Marsala is arguably most like sherry or Madeira, often nutty and oxidized and typically associated with cooking (chicken marsala, anyone?). The DOC status goes back to the late 60s and, like Champagne or Chianti, the region has held on to its naming rights ever since. In other words, to be a genuine Marsala, it must be from Marsala. It’s usually made from the native Grillo grape and while you should indeed cook with the stuff — especially the bottom shelf options — the really good stuff should be enjoyed neat, with complementary cheese and nuts, or mixed into a radiant cocktail.

When making a cocktail that features Marsala, the best advice is to keep things relatively simple. The fortified wine will bring enough complexity to the table so all you’ll really need are a few like-minded flavors or a bit of dilution. Also, note that the flavor spectrum of Marsala is quite broad so make sure you pay attention to the label or sample what you have before you get to mixing.

Here are a few well-known cocktails to try with Marsala. You may even come away with a new favorite. If nothing else, you’ll be ahead of what should be an emerging trend in the land of cocktails. The Martini recipe is from Difford’s while the rest are courtesy of the iconic Florio Marsala brand, established in Sicily in 1833.


Manhattan Superiore

Manhattan Superiore cocktail.

Marsala and whiskey are fast friends, as proven here. The wine slips in beautifully in place of sweet vermouth. Be sure to use a sweet Marsala to amplify the richness of the cocktail.

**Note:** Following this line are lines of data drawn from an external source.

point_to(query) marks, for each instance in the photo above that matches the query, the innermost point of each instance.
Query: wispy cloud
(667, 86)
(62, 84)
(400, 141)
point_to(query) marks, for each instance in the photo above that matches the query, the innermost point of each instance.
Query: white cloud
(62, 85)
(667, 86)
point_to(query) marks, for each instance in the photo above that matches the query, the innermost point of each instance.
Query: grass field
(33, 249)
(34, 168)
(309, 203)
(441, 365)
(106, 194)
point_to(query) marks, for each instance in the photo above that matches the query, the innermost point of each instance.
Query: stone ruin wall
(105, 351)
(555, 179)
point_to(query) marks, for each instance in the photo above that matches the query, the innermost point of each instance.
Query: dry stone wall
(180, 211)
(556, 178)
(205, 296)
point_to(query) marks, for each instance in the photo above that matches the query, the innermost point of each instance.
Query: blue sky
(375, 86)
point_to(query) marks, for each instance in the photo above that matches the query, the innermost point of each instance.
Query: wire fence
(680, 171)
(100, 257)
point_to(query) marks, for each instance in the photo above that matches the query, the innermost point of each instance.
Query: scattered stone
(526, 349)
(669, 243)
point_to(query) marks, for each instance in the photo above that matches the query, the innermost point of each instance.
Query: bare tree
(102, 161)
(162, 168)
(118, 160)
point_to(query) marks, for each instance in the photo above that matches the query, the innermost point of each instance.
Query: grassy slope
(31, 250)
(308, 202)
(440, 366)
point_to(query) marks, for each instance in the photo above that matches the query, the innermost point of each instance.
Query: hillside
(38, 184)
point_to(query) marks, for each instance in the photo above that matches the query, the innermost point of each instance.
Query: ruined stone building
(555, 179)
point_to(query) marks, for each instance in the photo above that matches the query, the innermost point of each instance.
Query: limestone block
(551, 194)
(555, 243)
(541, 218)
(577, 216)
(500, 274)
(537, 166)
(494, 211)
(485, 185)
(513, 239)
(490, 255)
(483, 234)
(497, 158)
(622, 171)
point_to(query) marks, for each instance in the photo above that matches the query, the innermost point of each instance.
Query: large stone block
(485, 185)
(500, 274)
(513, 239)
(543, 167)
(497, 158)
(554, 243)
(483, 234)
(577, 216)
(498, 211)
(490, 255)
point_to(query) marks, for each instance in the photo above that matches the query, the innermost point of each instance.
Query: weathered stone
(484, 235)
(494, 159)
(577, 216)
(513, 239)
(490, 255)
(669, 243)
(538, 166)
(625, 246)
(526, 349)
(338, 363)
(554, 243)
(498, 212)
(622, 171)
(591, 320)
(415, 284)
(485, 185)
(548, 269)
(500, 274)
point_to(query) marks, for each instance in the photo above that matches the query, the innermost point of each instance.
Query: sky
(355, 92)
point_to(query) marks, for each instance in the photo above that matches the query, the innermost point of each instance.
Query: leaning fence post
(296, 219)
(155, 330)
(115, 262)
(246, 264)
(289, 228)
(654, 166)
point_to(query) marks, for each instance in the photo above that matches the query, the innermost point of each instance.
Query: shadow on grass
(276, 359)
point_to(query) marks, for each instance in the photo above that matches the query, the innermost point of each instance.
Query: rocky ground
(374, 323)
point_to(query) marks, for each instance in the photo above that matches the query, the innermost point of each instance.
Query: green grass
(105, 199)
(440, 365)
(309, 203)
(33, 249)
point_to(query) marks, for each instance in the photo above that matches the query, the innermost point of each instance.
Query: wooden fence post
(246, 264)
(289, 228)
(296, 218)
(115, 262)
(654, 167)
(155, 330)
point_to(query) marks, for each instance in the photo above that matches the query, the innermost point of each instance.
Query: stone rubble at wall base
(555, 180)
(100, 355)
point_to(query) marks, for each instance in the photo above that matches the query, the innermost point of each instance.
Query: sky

  • 2 ounces The Busker Irish Whiskey
  • 1 ounce VecchioFlorio Sweet Marsala Superiore
  • 4 dashes Angostura Bitters


  1. Combine all ingredients in a mixing glass with ice.
  2. Strain into a chilled coupe glass.
  3. Garnish with an orange peel.

Bloody Marsala

Bloody Marsala cocktail.

With the briny notes that a good dry Marsala often touts, it’s no wonder it works well in this morning (or early afternoon, if you’re brunching) classic.


  • 1.5 ounces VecchioFlorio Dry Marsala Superiore
  • 4 ounces tomato juice
  • .5 ounce lemon juice
  • 10 dashes Worcestershire sauce
  • 3 dashes Tabasco


  1. Combine all ingredients in a glass with ice.
  2. Stir well and garnish with a lemon wedge and celery stalk.

Marsala & Tonic

Marsala and Tonic.

Keep it simple and play off the nuance and depth of a higher-end Marsala here.


  • 2 ounces Florio ‘Terre Arse’ Marsala Superiore Riserva
  • Chilled tonic water


  1. Add Marsala to a highball glass with ice.
  2. Fill glass with tonic water and garnish with an orange slice.

Marsala Martini

fine and rare secret menu from russia with love martini
Fine & Rare

This recipe from Difford’s Guide banks on the harmony created from good Marsala, bone-dry vermouth, and a touch of amaretto.


  • 2 ounces dry gin
  • 1/3 ounce Marsala Superiore DOC secco wine
  • 1/3 ounce dry vermouth
  • 1/6 ounce Amaretto


  1. Stir all ingredients with ice and strain into a chilled coupe glass.
  2. Garnish with a pickled almond.

The Real Garibaldi

Real Garibaldi cocktail.

Another simple but satisfying cocktail that relies on nothing more than some fresh citrus and the fruity, raisiny, and slightly oaky notes of the fortified wine.


  • 1.5 ounces VecchioFlorio Dry Marsala Superiore
  • 5 ounces fresh orange juice


  1. Combine ingredients in a highball glass with ice.
  2. Stir well and garnish with an orange slice.